W jakim kraju wegetarianie postrzegani są jak dziwolągi? Jakie konsekwencje wynikają z tego, że tutejsi mieszkańcy nie rozumieją ironii i dlaczego przed wyjazdem do tego kraju, należy poznać jego kulturę? Dlaczego strzałem w kolano jest podróż na tę wyspę bez prawa jazdy i co takiego sprawia, że mimo pewnych utrudnień, każdy poczuje się tutaj tak błogo, jak Król Julian? Zapraszam Was na genialną rozmowę z Kasią Zarówną, która pewnego dnia spakowała walizki, wzięła trzy koty pod pachę i poleciała spełniać marzenia… na Cypr!
Ludzie emigrują w różne miejsca. Ty wybrałaś słoneczny Cypr, który kojarzy się bardziej z miejscem na wakacje, niż miejscem do życia – na co dzień. Dlaczego akurat tutaj?
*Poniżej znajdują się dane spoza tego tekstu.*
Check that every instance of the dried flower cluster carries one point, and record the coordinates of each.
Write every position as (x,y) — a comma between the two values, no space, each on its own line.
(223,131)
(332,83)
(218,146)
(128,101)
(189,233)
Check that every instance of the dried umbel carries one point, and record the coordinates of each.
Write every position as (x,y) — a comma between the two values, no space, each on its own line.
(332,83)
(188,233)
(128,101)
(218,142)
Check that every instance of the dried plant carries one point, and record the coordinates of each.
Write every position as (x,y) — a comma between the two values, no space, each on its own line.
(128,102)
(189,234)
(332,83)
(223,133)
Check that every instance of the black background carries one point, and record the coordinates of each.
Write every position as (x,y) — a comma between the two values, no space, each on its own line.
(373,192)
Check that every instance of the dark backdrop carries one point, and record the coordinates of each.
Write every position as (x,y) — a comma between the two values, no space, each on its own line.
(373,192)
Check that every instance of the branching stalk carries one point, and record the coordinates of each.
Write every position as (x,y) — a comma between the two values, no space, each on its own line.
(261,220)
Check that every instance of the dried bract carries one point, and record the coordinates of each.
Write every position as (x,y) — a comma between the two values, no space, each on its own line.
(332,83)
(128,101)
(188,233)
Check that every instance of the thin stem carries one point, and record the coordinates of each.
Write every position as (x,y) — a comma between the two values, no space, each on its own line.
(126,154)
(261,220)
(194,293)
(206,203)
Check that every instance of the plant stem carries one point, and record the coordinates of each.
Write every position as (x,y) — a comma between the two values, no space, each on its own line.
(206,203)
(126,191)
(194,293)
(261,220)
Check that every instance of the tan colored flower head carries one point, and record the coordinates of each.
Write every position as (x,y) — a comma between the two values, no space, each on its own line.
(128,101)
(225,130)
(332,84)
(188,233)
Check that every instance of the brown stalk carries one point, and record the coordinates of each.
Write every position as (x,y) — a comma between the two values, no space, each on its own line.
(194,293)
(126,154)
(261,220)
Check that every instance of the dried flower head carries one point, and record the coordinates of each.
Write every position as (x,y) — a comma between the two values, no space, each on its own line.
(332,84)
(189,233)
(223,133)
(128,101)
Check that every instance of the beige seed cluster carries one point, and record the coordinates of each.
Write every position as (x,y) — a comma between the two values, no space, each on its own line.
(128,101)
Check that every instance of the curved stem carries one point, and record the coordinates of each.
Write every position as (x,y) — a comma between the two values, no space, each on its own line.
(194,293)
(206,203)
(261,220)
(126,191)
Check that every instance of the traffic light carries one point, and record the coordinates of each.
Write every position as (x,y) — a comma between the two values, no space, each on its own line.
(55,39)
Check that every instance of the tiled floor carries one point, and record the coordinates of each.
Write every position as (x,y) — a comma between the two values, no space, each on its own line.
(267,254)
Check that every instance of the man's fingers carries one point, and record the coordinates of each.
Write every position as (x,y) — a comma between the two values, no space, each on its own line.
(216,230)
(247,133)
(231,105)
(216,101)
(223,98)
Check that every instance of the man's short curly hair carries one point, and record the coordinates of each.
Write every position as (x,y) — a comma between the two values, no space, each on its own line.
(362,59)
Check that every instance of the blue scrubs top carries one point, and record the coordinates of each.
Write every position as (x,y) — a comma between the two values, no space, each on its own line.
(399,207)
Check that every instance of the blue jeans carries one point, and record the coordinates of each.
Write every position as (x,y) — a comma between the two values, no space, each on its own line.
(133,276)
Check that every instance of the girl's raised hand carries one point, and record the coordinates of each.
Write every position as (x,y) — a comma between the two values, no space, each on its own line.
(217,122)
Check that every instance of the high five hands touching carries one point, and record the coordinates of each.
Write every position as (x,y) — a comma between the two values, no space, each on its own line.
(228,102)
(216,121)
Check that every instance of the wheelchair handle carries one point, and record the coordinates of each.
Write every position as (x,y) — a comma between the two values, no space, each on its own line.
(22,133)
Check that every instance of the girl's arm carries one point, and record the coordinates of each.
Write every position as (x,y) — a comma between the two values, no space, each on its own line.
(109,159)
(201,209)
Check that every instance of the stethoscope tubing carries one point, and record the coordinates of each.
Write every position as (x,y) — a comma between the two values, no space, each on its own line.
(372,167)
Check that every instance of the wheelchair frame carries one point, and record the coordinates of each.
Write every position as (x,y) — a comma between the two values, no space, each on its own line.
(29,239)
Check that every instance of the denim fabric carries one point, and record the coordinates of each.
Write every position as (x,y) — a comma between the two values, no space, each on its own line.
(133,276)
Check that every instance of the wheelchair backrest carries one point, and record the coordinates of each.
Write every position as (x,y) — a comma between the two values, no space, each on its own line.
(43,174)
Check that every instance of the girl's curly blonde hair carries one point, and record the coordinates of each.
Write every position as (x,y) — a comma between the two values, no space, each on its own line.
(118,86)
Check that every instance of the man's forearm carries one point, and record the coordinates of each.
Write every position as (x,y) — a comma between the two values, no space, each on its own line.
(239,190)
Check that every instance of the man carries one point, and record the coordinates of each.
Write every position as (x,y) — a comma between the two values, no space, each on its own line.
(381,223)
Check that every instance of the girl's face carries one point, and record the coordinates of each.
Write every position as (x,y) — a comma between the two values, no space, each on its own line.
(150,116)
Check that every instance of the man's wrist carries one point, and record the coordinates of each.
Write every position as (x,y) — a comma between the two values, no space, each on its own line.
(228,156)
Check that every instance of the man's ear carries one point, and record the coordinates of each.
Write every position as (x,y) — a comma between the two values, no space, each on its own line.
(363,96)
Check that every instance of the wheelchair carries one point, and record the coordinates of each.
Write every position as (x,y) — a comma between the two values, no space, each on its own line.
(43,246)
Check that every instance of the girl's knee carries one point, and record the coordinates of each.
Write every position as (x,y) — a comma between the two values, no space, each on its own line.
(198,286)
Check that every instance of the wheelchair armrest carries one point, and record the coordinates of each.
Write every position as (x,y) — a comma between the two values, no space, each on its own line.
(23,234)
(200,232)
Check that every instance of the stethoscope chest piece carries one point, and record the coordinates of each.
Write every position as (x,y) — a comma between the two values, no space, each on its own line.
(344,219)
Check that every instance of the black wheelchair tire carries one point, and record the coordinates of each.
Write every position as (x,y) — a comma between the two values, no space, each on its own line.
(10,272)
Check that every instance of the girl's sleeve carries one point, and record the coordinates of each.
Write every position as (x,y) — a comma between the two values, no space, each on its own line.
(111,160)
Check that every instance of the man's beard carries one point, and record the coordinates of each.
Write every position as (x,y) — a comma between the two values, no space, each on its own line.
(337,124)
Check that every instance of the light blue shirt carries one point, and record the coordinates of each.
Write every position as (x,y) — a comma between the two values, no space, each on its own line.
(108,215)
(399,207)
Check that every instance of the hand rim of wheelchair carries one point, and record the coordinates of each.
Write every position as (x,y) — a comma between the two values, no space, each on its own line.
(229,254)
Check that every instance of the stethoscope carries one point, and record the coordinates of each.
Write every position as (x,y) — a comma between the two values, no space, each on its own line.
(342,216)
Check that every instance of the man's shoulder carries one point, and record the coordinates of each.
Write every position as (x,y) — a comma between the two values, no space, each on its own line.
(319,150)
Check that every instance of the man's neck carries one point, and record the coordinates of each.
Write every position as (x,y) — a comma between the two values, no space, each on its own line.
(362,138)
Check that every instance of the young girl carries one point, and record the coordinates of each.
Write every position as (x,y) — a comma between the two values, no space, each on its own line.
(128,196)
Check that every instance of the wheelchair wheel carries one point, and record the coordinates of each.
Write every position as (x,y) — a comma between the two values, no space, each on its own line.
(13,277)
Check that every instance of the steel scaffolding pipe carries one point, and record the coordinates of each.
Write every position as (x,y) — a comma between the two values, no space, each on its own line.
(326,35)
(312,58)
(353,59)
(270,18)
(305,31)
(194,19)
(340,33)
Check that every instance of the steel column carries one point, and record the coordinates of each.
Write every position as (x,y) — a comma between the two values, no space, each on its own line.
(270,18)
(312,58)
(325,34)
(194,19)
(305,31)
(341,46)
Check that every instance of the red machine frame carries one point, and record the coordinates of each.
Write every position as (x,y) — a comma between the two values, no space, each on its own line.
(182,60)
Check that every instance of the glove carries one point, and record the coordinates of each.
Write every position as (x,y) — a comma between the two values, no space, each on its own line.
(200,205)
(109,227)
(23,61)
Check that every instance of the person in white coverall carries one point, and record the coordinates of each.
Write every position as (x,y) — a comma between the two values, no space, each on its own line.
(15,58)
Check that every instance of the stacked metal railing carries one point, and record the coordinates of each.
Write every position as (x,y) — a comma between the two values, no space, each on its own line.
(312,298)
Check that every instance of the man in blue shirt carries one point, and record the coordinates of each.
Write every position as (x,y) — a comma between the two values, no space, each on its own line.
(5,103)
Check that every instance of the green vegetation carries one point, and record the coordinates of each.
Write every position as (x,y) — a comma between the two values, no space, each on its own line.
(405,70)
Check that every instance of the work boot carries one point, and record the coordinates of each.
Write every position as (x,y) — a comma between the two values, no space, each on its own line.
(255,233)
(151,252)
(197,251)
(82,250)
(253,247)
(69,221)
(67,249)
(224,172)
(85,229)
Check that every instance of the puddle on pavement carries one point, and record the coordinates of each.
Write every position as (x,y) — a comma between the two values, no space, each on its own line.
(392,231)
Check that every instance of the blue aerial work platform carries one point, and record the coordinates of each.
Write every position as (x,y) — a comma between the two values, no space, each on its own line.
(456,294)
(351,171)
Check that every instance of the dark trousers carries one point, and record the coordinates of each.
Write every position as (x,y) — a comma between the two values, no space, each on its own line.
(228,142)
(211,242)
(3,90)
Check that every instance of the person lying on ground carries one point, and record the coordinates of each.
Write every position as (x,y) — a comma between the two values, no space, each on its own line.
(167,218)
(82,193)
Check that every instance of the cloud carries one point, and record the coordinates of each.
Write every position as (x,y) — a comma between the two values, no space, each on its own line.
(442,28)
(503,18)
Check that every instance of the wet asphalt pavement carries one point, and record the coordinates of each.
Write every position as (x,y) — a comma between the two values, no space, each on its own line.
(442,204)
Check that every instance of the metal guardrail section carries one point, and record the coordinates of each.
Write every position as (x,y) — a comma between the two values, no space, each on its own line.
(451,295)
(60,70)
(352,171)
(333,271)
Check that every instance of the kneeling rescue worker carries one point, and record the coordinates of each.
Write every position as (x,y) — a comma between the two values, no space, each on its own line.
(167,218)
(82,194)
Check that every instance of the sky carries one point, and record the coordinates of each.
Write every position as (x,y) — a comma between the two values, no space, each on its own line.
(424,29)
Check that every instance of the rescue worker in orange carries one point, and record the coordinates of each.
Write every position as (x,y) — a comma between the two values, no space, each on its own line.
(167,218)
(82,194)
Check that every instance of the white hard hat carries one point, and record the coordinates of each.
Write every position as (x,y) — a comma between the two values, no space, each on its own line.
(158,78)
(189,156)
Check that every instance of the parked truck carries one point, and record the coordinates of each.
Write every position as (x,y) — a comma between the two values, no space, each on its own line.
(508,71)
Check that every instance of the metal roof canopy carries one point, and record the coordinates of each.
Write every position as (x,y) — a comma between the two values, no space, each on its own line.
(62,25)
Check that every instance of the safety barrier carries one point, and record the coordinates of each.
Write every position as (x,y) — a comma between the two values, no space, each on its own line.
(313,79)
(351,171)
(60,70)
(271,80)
Nazywam Cypr wyspą pełną słońca i kotów. Słońce świeci tu ponad 300 dni w roku i to dla mnie prawdziwy raj! Jak to się stało, że wylądowałam na Cyprze, w moim małym raju? W Polsce pracowałam jako copywriter, ale razem z chłopakiem i naszym kolegą pracowaliśmy nad swoim portalem. Pracowaliśmy bardzo ciężko, ale ile można czekać, aż nasza praca zostanie wreszcie wynagrodzona? W ten sposób porzuciliśmy pracę na portalu i zdecydowaliśmy się, żeby wyjechać. Na Cyprze mieliśmy przyjaciół Cypryjczyków, którzy powiedzieli, że chętnie pomogą nam z przeprowadzką. Najpierw wyjechał mój chłopak, a ja dołączyłam do niego po czterech miesiącach. Oprócz walizek miałam ze sobą 3 koty, więc podróż była ciekawa. To taka krótka historia mojego przyjazdu na Cypr.
Opowiesz więcej o przeprowadzce? Jak długo się przygotowywałaś, co musiałaś załatwić?
Najbardziej przerażała mnie perspektywa przeprowadzki samej w sobie, czyli pakowania ubrań, książek i przewożenie ich do moich rodziców i rodziców chłopaka. Podczas przeprowadzki do innego kraju stwierdzasz jednak, że większość tych rzeczy wcale nie jest Ci potrzebna! Oddałam cztery wieeeelkie worki ubrań i mnóstwo bibelotów. Wszystko zrobiłam w ciągu miesiąca, ale specjalnych przygotowań związanych z wyjazdem nie było. Musiałam poradzić sobie sama, bo chłopak był już na Cyprze, ale dałam radę! Oczywiście wcześniej musiałam kupić bilety dla mnie i dla kotów… i tu zaczęły się schody. Przewiezienie samolotem trzech kotów to nie bułka z masłem. Szczepienia, paszporty (bez zdjęć), czipy i kupowanie transporterów było dość skomplikowane. Jednak 7 lutego wylądowałam na Cyprze z kotami i dwiema walizkami.
Jak zareagowali Twoi bliscy na to, że rzucasz wszystko i lecisz spełniać marzenia?
O wyjeździe na Cypr myśleliśmy już z chłopakiem na studiach. Nie mieliśmy jednak pieniędzy na początek, czyli na wynajęcie mieszkania i ewentualną kaucję. O moich planach mówiłam znajomym i rodzicom. Temat wrócił po kilku latach, więc byli przygotowani. Rodzice nie odwodzili mnie od tego pomysłu, wręcz przeciwnie. Bardzo mnie wspierali i pomagali w przeprowadzce.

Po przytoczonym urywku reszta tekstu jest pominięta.